Clifton Jones

Clifton Jones

Release Date:
April 15, 2021
Years Lost: 15
County of Conviction:
Sacramento County
Conviction Year:
2006
Sentence:
25 Years to Life
Causes of Wrongful
Conviction:

Faulty Forensic Science
Convicted of:
Involuntary manslaughter
and child abuse
State Compensation:
None

Clifton Jones walked out of prison a free man after more than 15 years of wrongful incarceration for the tragic death of his infant son. That tragedy was compounded when Jones was wrongfully arrested and convicted based on medical evidence that has since been proven false. 

Lawyers at NCIP and Keker, Van Nest & Peters presented the evidence of Jones’ innocence to the Sacramento County District Attorney’s Office. After doing their own investigation, the DA’s Office agreed that Jones deserved to be free and filed a motion with the court explaining that the science had changed and that Jones has used his many years of incarceration to engage in programs and trainings to better himself and prepare for release. Jones is excited to return to his close-knit family. The first thing he wants to do upon his release is visit his son’s grave, which he has never been able to see as he was arrested before the funeral. Clifton wants to become a resource for others who are freed, helping them get back on their feet when they reenter society. 

On April 14, 2021, Judge Bowman of the Sacramento County Superior Court ordered that Clifton be released.

The case

On November 9, 2005, Clifton Jones became the proud father of his first and only child, whom he and his partner named Clifton Dewayne Jones Jr. and called “CJ.” CJ was two weeks early, and  to his parents, he was “perfect.” Jones described seeing his son for the first time: “I was astonished, amazed. I couldn’t believe, you know, I’m sitting here looking at a precious life…. He was beautiful, and looking at my little beautiful boy, he was – I was happy, very happy.”

On December 13, 2005, when CJ was one month old, tragedy struck. Jones was carrying CJ and on his way to get a bottle for CJ, tripped and fell. Unable to break his fall, he and his son crashed into the wall and the back of CJ’s head hit the wall. Minutes later, CJ stopped breathing and Jones ran into the street and flagged down a passing car to call 911. Paramedics rushed CJ to the hospital, where he was pronounced dead. CJ did not have a bruise or mark anywhere on his body. The autopsy revealed a skull fracture in the back of his head, along with tiny amounts of intracranial bleeding that doctors at the time believed to be associated with abuse.

The day after his son’s death, Jones was arrested and charged with murder and child abuse causing his son’s death. He was tried twice. At both trials, every lay witness testified that Jones was a loving and gentle father who would never intentionally harm his son. At both trials, the prosecution relied on testimony from medical experts that the only possible cause of CJ’s death was an intentional abusive act, and that the accidental trip-and-fall Jones described could not possibly have caused his son’s death. 

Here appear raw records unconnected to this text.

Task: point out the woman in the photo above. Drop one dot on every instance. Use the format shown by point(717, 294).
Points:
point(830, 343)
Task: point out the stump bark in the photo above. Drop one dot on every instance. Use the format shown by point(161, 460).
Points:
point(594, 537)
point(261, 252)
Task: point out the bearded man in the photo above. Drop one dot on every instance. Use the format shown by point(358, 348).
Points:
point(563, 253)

That testimony was based on the medical consensus at the time, but that testimony has since been proven demonstrably false and the consensus has changed. Today, there is medical and scientific consensus that short falls, like the one Jones described, can cause serious head trauma and death. 

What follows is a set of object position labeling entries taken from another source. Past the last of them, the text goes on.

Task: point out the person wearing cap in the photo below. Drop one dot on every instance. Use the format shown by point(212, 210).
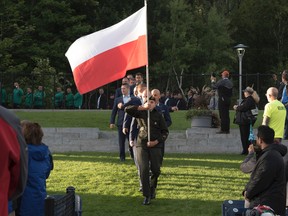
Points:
point(267, 183)
point(251, 98)
point(224, 88)
point(149, 152)
point(274, 114)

Paige Kaneb, NCIP’s attorney on this case, said, “Clifton’s case is a tragic example of how courts need better resources to address faulty forensics and the nature of scientific study, which is constantly evolving and demonstrating past error. Every person who ever saw Clifton with his son agreed that Clifton was a great father who adored his son and was always calm and gentle with him. He spent 15 years wrongfully imprisoned because of expert testimony that has turned out to be completely wrong. And he’s not the only one.” 

Conclusion

Starting in the 1970s, the medical community hypothesized and then came to believe that intracranial bleeding in infants was a sign of shaking. That evolved into medical professionals diagnosing “shaken baby syndrome” (SBS) or “abusive head trauma (AHT) upon seeing intracranial bleeding in infants, especially in the context of brain injury or death. For decades, the American Academy of Pediatrics advised doctors that short falls, such as described by Mr. Jones, could not result in such injuries. Doctors in turn testified, as they did at Jones’ trial, that it would take a multi-story fall to cause such injuries. However, many short falls that were independently witnessed or captured on video have resulted in these very injuries and also resulted in fatalities, proving the SBS/AHT testimony wrong. The American Academy of Pediatrics issued a new position paper in 2020 advising doctors that it has been proven that short falls CAN indeed cause the intracranial injuries previously associated with SBS/AHT and can be fatal. NCIP is undertaking a project to identify cases in which parents and caretakers, otherwise described as good and loving, have been wrongfully convicted based on false expert testimony.